Mais le circuit parlementaire ne serait pas terminé pour autant, les députés n'ayant pas le dernier mot pour ce type de texte. En cas de désaccord, il repartira... à nouveau pour le Sénat. S'il est un jour adopté par le Parlement, il devra ensuite être transféré au chef de l'Etat, qui le soumettra à référendum ou le gardera dans un tiroir.
"DÉTOURNEMENT DE PROCÉDURE"
En faisant voter ce texte, la nouvelle majorité de gauche du Sénat a voulu imprimer sa marque politique en inscrivant à son agenda cette mesure qui constituait la 80e des 101 propositions du programme de François Mitterrand et n'avait pu voir le jour du fait de l'opposition du Sénat de droite. La gauche a repris la proposition de loi adoptée par l'Assemblée nationale le 2 mai 2000, sous Lionel Jospin, et que le Sénat, à majorité de droite, avait toujours refusé d'examiner.

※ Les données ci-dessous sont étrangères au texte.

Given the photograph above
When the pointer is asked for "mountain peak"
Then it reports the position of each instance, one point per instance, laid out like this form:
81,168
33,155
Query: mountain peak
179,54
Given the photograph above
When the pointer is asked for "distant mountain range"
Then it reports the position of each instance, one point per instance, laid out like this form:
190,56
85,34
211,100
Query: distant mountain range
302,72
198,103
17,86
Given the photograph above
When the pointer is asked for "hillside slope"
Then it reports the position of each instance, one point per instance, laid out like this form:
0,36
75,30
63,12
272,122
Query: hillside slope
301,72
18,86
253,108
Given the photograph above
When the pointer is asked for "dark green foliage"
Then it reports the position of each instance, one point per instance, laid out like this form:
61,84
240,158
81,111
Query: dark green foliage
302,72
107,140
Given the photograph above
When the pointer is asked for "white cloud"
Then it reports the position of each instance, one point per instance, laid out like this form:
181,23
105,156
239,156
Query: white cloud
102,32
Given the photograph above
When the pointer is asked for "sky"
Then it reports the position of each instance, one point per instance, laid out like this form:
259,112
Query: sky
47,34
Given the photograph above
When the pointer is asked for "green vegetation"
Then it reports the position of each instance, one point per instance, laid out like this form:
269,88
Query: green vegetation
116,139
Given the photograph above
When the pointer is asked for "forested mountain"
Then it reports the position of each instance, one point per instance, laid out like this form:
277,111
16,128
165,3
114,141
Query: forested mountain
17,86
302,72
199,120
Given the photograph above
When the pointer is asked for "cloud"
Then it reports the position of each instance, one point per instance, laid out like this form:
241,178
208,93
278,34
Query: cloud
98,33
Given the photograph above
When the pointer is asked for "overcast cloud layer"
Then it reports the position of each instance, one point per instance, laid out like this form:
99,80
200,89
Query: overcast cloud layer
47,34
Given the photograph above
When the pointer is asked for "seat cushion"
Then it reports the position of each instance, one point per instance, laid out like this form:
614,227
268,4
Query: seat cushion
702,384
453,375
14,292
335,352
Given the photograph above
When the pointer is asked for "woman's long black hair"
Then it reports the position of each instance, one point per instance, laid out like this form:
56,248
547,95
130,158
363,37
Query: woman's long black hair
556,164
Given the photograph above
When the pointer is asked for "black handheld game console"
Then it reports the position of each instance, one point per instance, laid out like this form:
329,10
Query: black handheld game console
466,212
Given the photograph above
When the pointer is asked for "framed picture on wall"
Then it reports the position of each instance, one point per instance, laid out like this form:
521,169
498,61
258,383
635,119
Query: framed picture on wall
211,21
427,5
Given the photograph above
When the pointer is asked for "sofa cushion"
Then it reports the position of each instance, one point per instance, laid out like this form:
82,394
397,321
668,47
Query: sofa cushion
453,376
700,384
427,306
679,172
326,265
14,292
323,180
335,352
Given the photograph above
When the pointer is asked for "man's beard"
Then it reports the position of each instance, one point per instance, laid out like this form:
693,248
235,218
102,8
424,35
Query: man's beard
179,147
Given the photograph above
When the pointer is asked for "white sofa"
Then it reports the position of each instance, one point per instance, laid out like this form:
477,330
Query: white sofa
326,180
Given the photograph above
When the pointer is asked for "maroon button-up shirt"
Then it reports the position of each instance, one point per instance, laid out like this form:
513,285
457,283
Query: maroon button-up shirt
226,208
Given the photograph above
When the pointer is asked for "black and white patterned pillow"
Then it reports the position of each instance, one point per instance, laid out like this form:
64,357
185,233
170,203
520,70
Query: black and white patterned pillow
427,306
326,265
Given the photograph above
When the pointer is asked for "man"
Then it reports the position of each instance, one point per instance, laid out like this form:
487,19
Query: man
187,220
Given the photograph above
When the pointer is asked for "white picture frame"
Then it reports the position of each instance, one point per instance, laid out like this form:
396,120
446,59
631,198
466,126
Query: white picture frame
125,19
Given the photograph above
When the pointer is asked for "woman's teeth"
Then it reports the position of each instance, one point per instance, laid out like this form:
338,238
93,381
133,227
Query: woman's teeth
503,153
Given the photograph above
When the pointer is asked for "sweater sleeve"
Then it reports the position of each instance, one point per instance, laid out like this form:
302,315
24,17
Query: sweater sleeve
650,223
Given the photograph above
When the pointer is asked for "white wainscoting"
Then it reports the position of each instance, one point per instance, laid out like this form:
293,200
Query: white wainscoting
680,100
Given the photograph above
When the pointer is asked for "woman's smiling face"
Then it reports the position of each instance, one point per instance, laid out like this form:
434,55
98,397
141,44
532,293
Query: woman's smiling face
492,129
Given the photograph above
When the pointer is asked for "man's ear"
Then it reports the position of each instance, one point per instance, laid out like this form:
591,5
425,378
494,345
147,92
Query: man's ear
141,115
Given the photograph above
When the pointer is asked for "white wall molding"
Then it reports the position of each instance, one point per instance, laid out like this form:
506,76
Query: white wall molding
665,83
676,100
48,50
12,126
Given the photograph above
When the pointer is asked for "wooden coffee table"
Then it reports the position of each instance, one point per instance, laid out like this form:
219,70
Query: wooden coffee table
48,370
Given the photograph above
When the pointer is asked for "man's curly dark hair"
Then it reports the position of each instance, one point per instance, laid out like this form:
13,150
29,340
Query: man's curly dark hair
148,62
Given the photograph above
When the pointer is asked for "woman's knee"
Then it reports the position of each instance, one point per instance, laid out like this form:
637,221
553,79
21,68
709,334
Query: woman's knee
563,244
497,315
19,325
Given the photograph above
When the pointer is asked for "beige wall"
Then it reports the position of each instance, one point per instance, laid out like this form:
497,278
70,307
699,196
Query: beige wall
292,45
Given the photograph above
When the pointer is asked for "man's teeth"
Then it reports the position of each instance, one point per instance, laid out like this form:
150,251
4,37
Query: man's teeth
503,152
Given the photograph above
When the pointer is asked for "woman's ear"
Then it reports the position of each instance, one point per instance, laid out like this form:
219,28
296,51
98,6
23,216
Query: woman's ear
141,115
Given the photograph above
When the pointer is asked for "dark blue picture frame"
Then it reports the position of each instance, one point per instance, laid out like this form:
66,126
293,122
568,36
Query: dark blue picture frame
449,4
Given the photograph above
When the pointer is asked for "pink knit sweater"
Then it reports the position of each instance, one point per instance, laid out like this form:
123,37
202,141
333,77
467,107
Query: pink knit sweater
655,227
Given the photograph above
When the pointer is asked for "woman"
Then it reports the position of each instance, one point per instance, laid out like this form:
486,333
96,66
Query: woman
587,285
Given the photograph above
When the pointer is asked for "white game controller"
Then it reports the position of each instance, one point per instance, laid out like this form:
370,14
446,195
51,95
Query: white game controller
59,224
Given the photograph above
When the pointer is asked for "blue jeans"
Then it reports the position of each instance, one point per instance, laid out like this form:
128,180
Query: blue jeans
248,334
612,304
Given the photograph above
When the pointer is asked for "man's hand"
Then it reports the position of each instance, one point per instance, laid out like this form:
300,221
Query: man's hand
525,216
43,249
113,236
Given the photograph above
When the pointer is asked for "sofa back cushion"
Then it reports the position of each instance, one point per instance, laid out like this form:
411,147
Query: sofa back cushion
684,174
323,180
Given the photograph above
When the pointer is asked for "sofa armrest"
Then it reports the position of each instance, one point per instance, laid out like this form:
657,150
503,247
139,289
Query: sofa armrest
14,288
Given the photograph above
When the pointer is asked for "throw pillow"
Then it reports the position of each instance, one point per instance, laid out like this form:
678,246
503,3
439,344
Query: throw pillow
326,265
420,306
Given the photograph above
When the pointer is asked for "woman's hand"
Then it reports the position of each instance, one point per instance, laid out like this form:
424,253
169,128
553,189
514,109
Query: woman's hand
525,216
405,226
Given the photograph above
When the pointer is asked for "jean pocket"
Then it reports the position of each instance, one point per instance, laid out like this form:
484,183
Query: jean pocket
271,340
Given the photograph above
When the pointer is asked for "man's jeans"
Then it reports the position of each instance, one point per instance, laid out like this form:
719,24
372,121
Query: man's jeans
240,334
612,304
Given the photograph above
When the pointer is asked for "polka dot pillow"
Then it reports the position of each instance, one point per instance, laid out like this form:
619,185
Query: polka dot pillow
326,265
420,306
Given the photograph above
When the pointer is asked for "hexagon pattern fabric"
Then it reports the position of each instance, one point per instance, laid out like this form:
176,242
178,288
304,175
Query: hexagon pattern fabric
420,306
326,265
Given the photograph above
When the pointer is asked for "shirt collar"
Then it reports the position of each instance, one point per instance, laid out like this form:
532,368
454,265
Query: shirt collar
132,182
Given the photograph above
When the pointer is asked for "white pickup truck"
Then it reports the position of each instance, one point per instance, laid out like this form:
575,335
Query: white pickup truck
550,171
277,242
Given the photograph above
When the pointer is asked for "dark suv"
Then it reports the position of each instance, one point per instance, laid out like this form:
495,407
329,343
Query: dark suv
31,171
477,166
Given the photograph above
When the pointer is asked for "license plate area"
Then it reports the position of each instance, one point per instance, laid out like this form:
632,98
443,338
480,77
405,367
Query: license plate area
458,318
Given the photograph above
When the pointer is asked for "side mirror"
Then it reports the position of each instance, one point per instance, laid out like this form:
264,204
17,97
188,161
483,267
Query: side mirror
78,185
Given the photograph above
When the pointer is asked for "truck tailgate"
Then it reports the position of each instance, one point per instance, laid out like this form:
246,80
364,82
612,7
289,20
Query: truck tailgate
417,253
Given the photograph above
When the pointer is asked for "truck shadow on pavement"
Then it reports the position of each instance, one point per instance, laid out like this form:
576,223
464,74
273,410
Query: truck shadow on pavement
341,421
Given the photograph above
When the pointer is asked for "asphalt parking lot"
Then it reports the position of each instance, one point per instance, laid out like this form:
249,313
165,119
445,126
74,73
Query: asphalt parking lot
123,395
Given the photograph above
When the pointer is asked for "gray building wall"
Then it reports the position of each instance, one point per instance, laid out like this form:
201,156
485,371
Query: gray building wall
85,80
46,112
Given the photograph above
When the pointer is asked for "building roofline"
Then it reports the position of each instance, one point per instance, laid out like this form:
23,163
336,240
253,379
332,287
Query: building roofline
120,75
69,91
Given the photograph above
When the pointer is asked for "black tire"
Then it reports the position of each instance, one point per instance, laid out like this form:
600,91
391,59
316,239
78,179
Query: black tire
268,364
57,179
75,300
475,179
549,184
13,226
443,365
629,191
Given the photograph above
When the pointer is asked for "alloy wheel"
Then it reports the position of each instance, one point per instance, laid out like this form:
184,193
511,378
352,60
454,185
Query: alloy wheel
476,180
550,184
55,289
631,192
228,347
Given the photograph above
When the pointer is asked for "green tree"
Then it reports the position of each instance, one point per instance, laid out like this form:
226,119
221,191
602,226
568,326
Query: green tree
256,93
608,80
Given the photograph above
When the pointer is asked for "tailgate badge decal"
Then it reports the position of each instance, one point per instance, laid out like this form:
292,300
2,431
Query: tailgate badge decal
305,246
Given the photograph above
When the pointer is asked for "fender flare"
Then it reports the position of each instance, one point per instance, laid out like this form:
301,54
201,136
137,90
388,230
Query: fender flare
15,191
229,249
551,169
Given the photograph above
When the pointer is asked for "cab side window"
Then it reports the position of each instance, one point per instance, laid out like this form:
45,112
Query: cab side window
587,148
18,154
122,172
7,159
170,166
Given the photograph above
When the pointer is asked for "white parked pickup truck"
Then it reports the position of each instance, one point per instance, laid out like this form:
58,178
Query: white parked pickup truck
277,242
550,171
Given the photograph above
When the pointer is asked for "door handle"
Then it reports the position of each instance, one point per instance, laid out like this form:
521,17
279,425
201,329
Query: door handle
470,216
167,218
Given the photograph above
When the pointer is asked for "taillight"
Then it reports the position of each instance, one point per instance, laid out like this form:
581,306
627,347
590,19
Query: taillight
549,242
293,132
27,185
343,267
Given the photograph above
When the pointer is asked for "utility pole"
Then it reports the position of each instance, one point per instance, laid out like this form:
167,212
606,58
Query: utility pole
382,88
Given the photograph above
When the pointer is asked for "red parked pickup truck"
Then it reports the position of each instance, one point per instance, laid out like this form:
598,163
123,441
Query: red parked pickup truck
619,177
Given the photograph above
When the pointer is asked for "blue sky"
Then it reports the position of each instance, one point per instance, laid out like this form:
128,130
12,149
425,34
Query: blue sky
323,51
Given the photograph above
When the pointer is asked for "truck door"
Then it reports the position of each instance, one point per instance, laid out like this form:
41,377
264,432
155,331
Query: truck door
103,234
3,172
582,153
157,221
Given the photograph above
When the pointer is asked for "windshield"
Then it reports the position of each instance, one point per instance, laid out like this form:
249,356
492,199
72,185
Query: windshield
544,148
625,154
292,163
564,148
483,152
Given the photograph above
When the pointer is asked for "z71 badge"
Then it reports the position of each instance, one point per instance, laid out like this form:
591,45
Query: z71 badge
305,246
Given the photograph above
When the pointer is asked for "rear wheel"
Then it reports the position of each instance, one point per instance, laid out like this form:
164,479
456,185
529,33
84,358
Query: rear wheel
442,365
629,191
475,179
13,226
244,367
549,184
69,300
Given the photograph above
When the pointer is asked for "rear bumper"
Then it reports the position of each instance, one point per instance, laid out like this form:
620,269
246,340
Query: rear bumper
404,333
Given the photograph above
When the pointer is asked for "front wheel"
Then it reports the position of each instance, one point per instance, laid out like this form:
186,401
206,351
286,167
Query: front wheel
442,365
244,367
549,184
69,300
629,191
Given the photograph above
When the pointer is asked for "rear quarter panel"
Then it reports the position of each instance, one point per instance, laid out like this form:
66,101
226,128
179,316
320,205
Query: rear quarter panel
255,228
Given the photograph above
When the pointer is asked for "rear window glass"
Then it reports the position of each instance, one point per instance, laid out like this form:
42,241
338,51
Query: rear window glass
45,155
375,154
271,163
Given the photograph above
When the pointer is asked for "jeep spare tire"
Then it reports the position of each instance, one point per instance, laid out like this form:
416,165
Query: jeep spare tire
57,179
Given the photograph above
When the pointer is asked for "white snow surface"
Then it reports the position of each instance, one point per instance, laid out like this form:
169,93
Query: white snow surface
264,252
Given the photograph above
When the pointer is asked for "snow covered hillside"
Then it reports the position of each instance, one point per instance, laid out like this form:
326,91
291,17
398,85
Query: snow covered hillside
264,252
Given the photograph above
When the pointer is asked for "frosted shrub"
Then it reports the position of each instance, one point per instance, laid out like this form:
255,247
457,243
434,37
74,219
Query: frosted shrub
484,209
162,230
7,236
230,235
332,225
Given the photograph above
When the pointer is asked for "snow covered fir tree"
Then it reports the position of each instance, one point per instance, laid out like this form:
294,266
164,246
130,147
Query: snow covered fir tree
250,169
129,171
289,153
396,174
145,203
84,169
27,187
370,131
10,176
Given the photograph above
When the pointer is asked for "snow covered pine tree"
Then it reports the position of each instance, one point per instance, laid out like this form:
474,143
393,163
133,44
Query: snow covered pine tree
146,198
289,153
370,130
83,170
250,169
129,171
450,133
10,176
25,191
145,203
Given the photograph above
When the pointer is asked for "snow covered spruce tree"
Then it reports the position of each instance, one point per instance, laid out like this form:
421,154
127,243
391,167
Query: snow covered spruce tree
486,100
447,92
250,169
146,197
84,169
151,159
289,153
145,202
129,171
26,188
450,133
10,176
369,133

L'exécutif a d'ailleurs remis en cause le fait que le Sénat puisse être saisi de ce texte onze ans après avoir été adopté par une Assemblée nationale de gauche sans que le Sénat, alors à droite et passé historiquement à gauche en septembre, n'ait jusque-là suivi. Nicolas Sarkozy a dénoncé un "détournement de procédure", selon Le Figaro. "Cette initiative n'a (...) plus le moindre lien avec la représentation nationale actuelle, ce qui pose un problème au regard de la clarté démocratique", a renchérit François Fillon, jeudi.
Cette mesure symbolique qui, le plus souvent, ne bouleverse pas en profondeur les équilibres politiques locaux, ne permet pas de participer comme grand électeur aux sénatoriales ni d'être élu au poste de maire, contrairement à ce qu'avait affirmé le ministre de l'intérieur, Claude Guéant, avant de revenir sur son argument erroné. Les étrangers pourraient seulement être élus conseillers municipaux.
Une loi organique décidera des modalités d'application, notamment la durée de résidence requise. Les sénateurs socialistes souhaiteraient que cette durée minimale soit fixée à cinq ans, ce qui concernerait près de 1,8 million de personnes.